En una carrera, la manera de comenzar no es tan importante como la de terminar. Este mismo principio también se aplica al ámbito espiritual. Por eso el escritor de Hebreos nos recuerda que debemos “despojarnos de todo peso” que nos estorba en la carrera que tenemos por delante (He 12.1). La vida del creyente no es una carrera de velocidad sino una de resistencia con Cristo, y nuestra meta debe ser la misma que la del apóstol Pablo: pelear la buena batalla, terminar la carrera y mantener la fe (2 Ti 4.7).

El pasaje de hoy contrasta a dos corredores.

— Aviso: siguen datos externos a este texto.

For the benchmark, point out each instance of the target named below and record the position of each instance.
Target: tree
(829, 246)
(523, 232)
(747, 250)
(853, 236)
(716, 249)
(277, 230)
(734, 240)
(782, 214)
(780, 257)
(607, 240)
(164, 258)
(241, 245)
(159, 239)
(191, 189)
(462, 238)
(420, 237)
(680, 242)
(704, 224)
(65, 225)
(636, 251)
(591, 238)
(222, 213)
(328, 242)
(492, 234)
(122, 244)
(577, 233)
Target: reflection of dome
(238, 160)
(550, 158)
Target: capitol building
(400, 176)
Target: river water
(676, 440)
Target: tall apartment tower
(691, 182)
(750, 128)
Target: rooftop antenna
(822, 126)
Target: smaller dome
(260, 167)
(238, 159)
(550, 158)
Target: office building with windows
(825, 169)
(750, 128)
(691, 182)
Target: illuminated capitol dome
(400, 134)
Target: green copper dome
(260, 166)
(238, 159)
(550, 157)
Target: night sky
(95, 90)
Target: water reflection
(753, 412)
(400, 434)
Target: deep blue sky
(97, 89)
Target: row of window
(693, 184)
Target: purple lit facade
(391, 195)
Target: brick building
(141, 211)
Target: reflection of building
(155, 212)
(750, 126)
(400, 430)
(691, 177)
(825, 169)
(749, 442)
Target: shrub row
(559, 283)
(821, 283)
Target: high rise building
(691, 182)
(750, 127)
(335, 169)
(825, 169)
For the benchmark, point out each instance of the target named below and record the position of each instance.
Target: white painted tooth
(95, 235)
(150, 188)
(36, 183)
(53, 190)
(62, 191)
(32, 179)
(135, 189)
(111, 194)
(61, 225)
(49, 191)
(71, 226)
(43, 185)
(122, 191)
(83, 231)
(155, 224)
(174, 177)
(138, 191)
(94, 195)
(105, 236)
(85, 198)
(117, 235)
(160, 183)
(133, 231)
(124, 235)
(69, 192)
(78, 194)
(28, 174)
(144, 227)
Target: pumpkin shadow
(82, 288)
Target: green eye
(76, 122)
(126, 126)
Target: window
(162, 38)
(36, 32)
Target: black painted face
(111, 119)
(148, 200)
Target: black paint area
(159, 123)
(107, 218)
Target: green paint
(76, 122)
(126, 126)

Después de un gran comienzo como compañero de Pablo (Fil 1.24), Demas abandonó la causa debido a su amor por el mundo (2 Ti 4.10). En vez de resistir hasta el final, se dio por vencido y no terminó la carrera.



Marcos, en cambio, comenzó mal. Cuando Pablo y Bernabé emprendieron su primer viaje misionero, llevaron al joven con ellos, pero después de la primera etapa del viaje, regresó a Jerusalén (Hch 13.5, 13). Como Marcos los había abandonado en ese primer viaje, Pablo se negó a llevarlo en el segundo (He 15.36-40). Sin embargo, cuando el apóstol se acercaba a su muerte, quería tener cerca a Marcos a quien ahora consideraba “útil para el servicio” (2 Ti 4.11). Marcos había demostrado ser fiel al perseverar en la obediencia y en el servicio al Señor, y al final escribió uno de los cuatro evangelios.

Es fácil quedar atrapado en las actividades y los placeres de esta vida al olvidar que tenemos una meta suprema. Una vez que crucemos la línea de meta y veamos a Cristo cara a cara, todo lo demás palidecerá en comparación. Así que, corramos con paciencia la carrera que tenemos por delante.